Massively Parallel Linux Laptops, Workstations and Clusters with CUDA

Robert Farber

Issue #175, November 2008

Use an NVIDIA GPU or a cluster of them to realize massive performance increases.

NVIDIA's CUDA (Compute Unified Device Architecture) makes programming and using thousands of simultaneous threads straightforward. CUDA turns workstations, clusters—and even laptops—into massively parallel-computing devices. With CUDA, Linux programmers can address real-time programming and computational tasks previously possible only with dedicated devices or supercomputers.

Do you want to use hundreds of processing cores with Linux today? If so, take a look at running CUDA on the NVIDIA graphics processor in your Linux system. CUDA is a way to write C code for various CUDA-enabled graphics processors. I have personally written a C language application that delivers more than 150GF/s (billion floating-point operations per second) on a Linux laptop with CUDA-enabled GPUs. That same application delivers many hundreds of GF/s on a workstation and teraflop performance on a Linux cluster with CUDA-enabled GPUs on each node!

Do you need to move lots of data and process it in real time? Current CUDA-enabled devices use PCI-E 2.0 x16 buses to move data around quickly between system memory and amongst multiple graphics processors at GB/s (billion bytes per second) rates. Data-intensive video games use this bandwidth to run smoothly—even at very high frame rates. That same high throughput can enable some innovative CUDA applications.

One example is the RAID software developed by researchers at the University of Alabama and Sandia National Laboratory that transforms CUDA-enabled GPUs into high-performance RAID accelerators that calculate Reed-Solomon codes in real time for high-throughput disk subsystems (according to “Accelerating Reed-Solomon Coding in RAID Systems with GPUs” by Matthew Curry, Lee Ward, Tony Skjellum and Ron Brightwell, IPDPS 2008).
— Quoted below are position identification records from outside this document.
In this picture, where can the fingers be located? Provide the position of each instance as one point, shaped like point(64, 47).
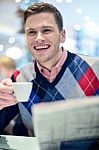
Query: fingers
point(6, 86)
point(6, 94)
point(4, 103)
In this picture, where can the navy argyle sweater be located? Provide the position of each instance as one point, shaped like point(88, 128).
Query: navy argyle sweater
point(76, 79)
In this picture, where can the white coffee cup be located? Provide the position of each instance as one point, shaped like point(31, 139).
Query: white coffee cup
point(22, 90)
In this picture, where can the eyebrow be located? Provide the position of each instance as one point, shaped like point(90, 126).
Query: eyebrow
point(28, 29)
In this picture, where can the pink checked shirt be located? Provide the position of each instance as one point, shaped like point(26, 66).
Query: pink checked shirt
point(51, 75)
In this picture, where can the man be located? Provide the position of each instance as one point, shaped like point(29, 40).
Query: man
point(56, 73)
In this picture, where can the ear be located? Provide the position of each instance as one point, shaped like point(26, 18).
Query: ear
point(62, 36)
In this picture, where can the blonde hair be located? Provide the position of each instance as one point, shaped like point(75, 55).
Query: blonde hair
point(7, 62)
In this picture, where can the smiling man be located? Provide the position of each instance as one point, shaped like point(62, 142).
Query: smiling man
point(56, 73)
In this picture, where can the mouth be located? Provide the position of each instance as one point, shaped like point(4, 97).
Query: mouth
point(42, 47)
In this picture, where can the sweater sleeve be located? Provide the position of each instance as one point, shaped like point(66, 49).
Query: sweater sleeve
point(6, 115)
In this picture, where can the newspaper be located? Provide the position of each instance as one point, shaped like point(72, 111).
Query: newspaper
point(65, 121)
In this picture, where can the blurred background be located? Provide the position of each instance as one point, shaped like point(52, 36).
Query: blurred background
point(81, 22)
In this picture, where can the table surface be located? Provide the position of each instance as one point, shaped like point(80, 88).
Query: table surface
point(8, 142)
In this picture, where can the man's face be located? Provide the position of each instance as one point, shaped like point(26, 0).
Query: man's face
point(44, 37)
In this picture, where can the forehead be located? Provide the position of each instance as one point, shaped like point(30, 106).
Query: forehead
point(40, 19)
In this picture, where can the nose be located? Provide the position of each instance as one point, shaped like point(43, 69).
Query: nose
point(39, 37)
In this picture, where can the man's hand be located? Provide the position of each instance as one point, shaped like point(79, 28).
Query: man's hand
point(6, 94)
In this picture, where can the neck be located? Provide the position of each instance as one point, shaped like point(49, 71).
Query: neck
point(51, 63)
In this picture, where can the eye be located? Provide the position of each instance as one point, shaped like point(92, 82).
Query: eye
point(46, 31)
point(31, 32)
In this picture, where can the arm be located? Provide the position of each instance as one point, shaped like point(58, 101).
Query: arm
point(6, 115)
point(7, 99)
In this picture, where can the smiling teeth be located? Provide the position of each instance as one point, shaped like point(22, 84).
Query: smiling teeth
point(41, 47)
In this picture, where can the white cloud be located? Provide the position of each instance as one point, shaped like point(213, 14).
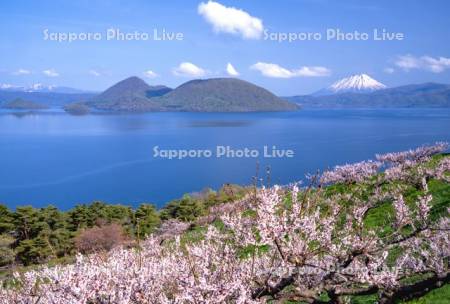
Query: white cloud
point(50, 73)
point(231, 70)
point(150, 74)
point(187, 69)
point(275, 71)
point(231, 20)
point(95, 73)
point(22, 72)
point(428, 63)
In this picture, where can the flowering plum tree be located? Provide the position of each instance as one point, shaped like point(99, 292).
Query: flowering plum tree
point(318, 244)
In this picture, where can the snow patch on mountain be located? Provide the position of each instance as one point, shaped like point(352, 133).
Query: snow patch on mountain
point(361, 83)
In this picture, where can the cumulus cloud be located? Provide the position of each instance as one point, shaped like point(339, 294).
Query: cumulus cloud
point(150, 74)
point(187, 69)
point(22, 72)
point(231, 70)
point(50, 73)
point(231, 20)
point(428, 63)
point(95, 73)
point(275, 71)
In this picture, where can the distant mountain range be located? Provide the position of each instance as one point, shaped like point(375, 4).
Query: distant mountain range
point(20, 104)
point(209, 95)
point(361, 83)
point(226, 95)
point(41, 88)
point(425, 95)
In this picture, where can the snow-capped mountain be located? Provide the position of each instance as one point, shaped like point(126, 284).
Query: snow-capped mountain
point(361, 83)
point(39, 87)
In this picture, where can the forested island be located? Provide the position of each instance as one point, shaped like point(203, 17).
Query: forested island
point(372, 232)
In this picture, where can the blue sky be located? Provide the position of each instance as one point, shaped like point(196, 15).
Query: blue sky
point(216, 35)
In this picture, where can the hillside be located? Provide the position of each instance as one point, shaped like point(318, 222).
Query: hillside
point(369, 232)
point(210, 95)
point(129, 95)
point(430, 95)
point(21, 104)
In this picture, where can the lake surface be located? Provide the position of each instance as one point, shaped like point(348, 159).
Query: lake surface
point(55, 158)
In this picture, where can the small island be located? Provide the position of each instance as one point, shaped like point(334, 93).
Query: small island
point(77, 109)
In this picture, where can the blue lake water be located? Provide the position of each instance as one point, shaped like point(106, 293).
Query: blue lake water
point(55, 158)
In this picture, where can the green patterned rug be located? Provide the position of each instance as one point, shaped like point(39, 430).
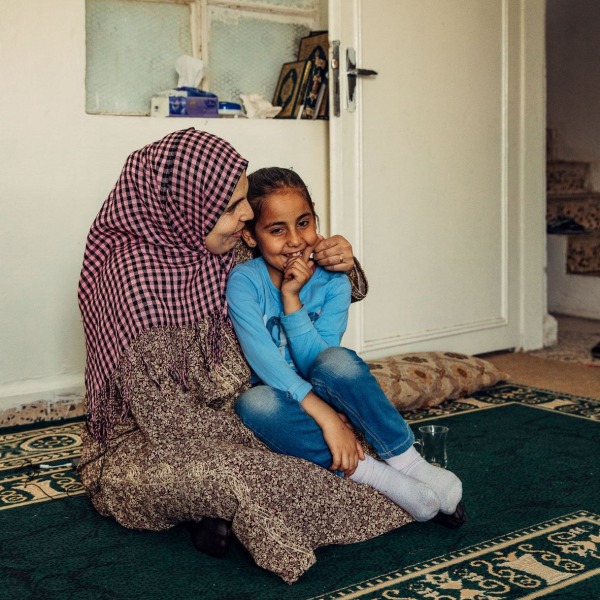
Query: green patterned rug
point(528, 459)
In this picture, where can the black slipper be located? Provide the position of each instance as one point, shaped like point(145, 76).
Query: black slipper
point(456, 519)
point(564, 225)
point(212, 536)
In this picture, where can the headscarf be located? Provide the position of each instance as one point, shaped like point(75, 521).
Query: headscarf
point(146, 264)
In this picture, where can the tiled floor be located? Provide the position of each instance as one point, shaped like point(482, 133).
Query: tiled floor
point(576, 338)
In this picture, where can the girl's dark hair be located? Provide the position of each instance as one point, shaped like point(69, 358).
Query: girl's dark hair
point(269, 180)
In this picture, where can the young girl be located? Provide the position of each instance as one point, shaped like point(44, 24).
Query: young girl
point(289, 316)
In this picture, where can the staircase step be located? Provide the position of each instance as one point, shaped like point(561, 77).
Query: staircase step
point(583, 253)
point(583, 207)
point(568, 293)
point(565, 176)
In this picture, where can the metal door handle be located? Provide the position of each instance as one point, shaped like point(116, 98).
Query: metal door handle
point(353, 72)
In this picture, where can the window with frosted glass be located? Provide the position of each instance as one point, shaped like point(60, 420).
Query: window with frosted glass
point(132, 47)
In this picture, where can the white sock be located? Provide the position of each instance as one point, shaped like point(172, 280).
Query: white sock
point(444, 483)
point(418, 499)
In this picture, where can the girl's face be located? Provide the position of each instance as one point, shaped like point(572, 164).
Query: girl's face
point(228, 229)
point(285, 228)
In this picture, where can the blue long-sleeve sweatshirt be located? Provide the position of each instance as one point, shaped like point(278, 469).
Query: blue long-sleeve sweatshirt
point(280, 348)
From their abstract, “Performance results show that the GPU can outperform a modern CPU on this problem by an order of magnitude and also confirm that a GPU can be used to support a system with at least three parity disks with no performance penalty.” I'll bet the new NVIDIA hardware will perform even better. My guess is we will see a CUDA-enhanced Linux md (multiple device or software RAID) driver in the near future. [See Will Reese's article “Increase Performance, Reliability and Capacity with Software RAID” on page 68 in this issue.]

Imagine the freedom of not being locked in to a proprietary RAID controller. If something breaks, simply connect your RAID array to another Linux box to access the data. If that computer does not have an NVIDIA GPU, just use the standard Linux software md driver to access the data. Sure, the performance will be lower, but you still will have immediate access to your data.

Of course, CUDA-enabled GPUs can run multiple applications at the same time by time sharing—just as Linux does. CUDA devices have a very efficient hardware scheduler. It's fun to “wow” people by running a floating-point-intensive program while simultaneously watching one or more graphics-intensive applications render at a high frame rate on the screen.

CUDA is free, so it's easy to see what I mean. If you already have a CUDA-enabled GPU in your system (see www.nvidia.com/object/cuda_learn_products.html for compatible models), simply download CUDA from the NVIDIA Web site (www.nvidia.com/cuda), and install it. NVIDIA provides the source code for a number of working examples. These examples are built by simply typing make.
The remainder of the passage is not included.